Rabu, 04 Desember 2019

Sejarah Jakarta (61): Si Pitung dan Fakta Sebenarnya, 1892; Menulis Ulang Sejarah Si Pitung Berdasarkan Data Tersedia dan Valid


*Untuk melihat semua artikel Sejarah Jakarta dalam blog ini Klik Disini

Kisah Si Pitung sebagai legenda itu hanya ditemukan dalam kisah Si Pitung yang diangkat ke layar putih (film) pada tahun 1931 (lihat De Indische courant, 29-06-1931). Film ini sejatinya ingin mengangkat kisah nyata Si Pitoeng, namun karena kebutuhan komersil, ceritanya diperkaya dengan unsur herois dan unsur keadilan. Oleh karena namanya sebuah film, film yang berbasis true-story yang ingin lebih menghibur penonton bergeser menjadi fiction. Dari film inilah diduga menjadi sebab persepsi tentang kisah nyata si Pitung mulai bergeser seperti yang diceritakan pada masa ini.

Nieuwe courant, 17-10-1947
Tentu saja tidak hanya kisah Si Pitoeng yang bergeser ceritanya dari true-story menjadi fiction, banyak lagi, bahkan hampir di setiap kota. Di Medan atau Deli kisah cerita film Naga Bonar telah diperkaya dari aslinya tentang kisah seorang bernama Timoer Pane, yang memimpin mantan pencopet untuk membentuk pasukan Naga Terbang untuk melawan Belanda dengan mengangkat dirinya sebagai General Majoor (lihat Nieuwe couran, 17-10-1947). Kisah Timoer Pane dengan pasukannya bernama Naga Terbang akan dibuat dalam artikel tersendiri di dalam serial artikel Sejarah Kota Medan.

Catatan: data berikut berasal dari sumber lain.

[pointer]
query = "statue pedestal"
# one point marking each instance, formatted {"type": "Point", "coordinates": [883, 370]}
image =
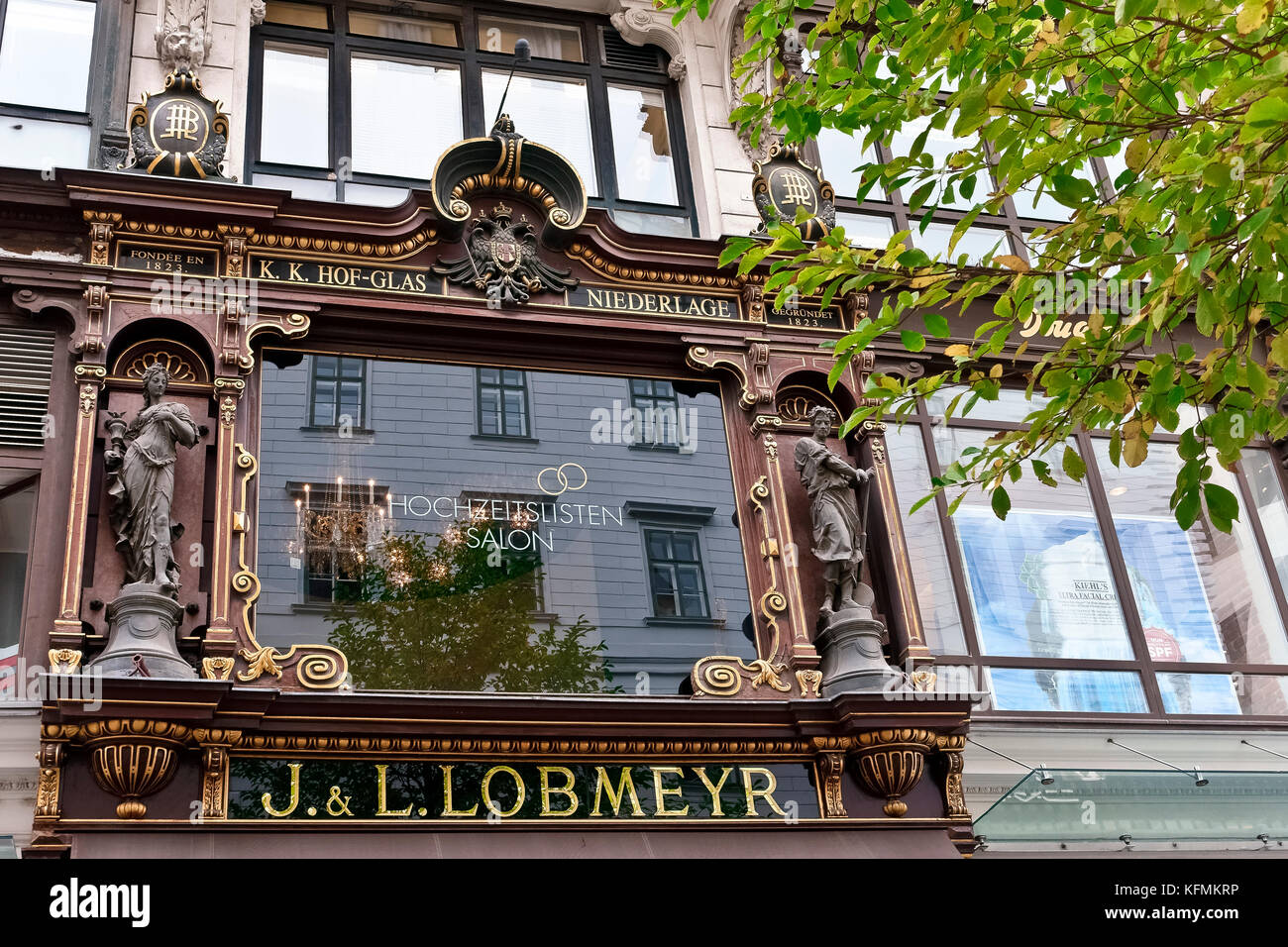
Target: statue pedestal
{"type": "Point", "coordinates": [142, 622]}
{"type": "Point", "coordinates": [850, 655]}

Namun sejarah tetaplah sejarah, fiction adalah fiction. Sejarah adalah suatu narasi tentang fakta. Sehubungan dengan banyaknya kisah tentang fakta seseorang yang diangkat ke dalam fiction (film, opera dan roman) maka kita masa kini harus kembali memisahkan konten fakta dan konten fiksi. Dengan demikian, kita bisa membebaskan diri melihat apa yang menjadi fakta dan apa yang menjadi fiksi. Untuk melihat fakta sebenarnya tentang Si Pitung mari kita telusuri sumber-sumber tempo doeloe (sumber sejaman).  

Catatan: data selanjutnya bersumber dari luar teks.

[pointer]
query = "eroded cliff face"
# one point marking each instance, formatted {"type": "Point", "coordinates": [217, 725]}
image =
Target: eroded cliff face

Sumber utama yang digunakan dalam artikel ini adalah ‘sumber primer’ seperti surat kabar sejaman, foto dan peta-peta. Sumber buku hanya digunakan sebagai pendukung (pembanding), karena saya anggap buku juga merupakan hasil kompilasi (analisis) dari sumber-sumber primer. Dalam penulisan artikel ini tidak semua sumber disebutkan lagi karena sudah disebut di artikel saya yang lain. Hanya sumber-sumber baru yang disebutkan atau sumber yang sudah pernah disebut di artikel lain disebutkan kembali di artikel ini hanya untuk lebih menekankan saja*.

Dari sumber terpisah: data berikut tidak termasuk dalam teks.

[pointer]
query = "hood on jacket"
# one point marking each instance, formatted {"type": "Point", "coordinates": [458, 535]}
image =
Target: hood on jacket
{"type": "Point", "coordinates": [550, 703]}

Si Pitung Mininggal Tertembak Peluru Schout Hinne

Salihoen alias Si Pitoeng meninggal pada hari Sabtu tanggal 14 Oktober 1893 pada pukul setengah tujuh malam, beberapa jam setelah ditahan. Si Pitoeng meninggal akibat luka yang dialaminya terkena tembakan Schout Hinne pada sore harinya pukul lima dalam suatu pengepungan. Selama perjalanan dari tempat tertembak hingga penjara kota, salah satu opas pengawal terus menghibur Si Pitoeng yang sekarat dengan menyanyikan lagu gembira. Sambil menahan sakit Si Pitoeng sempat meminta ‘towak sama ijs’ (tuak dengan es).

Bataviaasch nieuwsblad edisi Senin 08-08-1892
Rangkaian kejadian yang terjadi hari Sabtu tanggal 14 Oktober 1893 diberitakan oleh surat kabar Java-bode : nieuws, handels- en advertentieblad voor Nederlandsch-Indie edisi Senin 16-10-1893 dan surat kabar Bataviaasch nieuwsblad edisi Senin 16-10-1893. Pemberitaan tentang Si Pitoeng berawal dari suatu penyelidikan di rumah Si Pitoeng di (kampong) Soekaboemi atas tuduhan perampokan di rumah Ny. DC dan rumah Hadjie Sapioedin di Maroenda. Di loteng rumah Si Pitoeng ditemukan uang sebanyak f125 yang disimpan dalam bambu. Sejak penyelidikan ini Si Pitoeng dalam status buron. Hasil penyelidikan ini diberitakan surat kabar Java-bode : nieuws, handels- en advertentieblad voor Nederlandsch-Indie edisi Senin 08-08-1892 dan surat kabar Bataviaasch nieuwsblad edisi Senin 08-08-1892. Sejak menjadi buron hingga Si Pitoeng meninggal dua surat kabar ini terus melaporkan perkembangan yang terjadi dalam kasus Si Pitoeng.  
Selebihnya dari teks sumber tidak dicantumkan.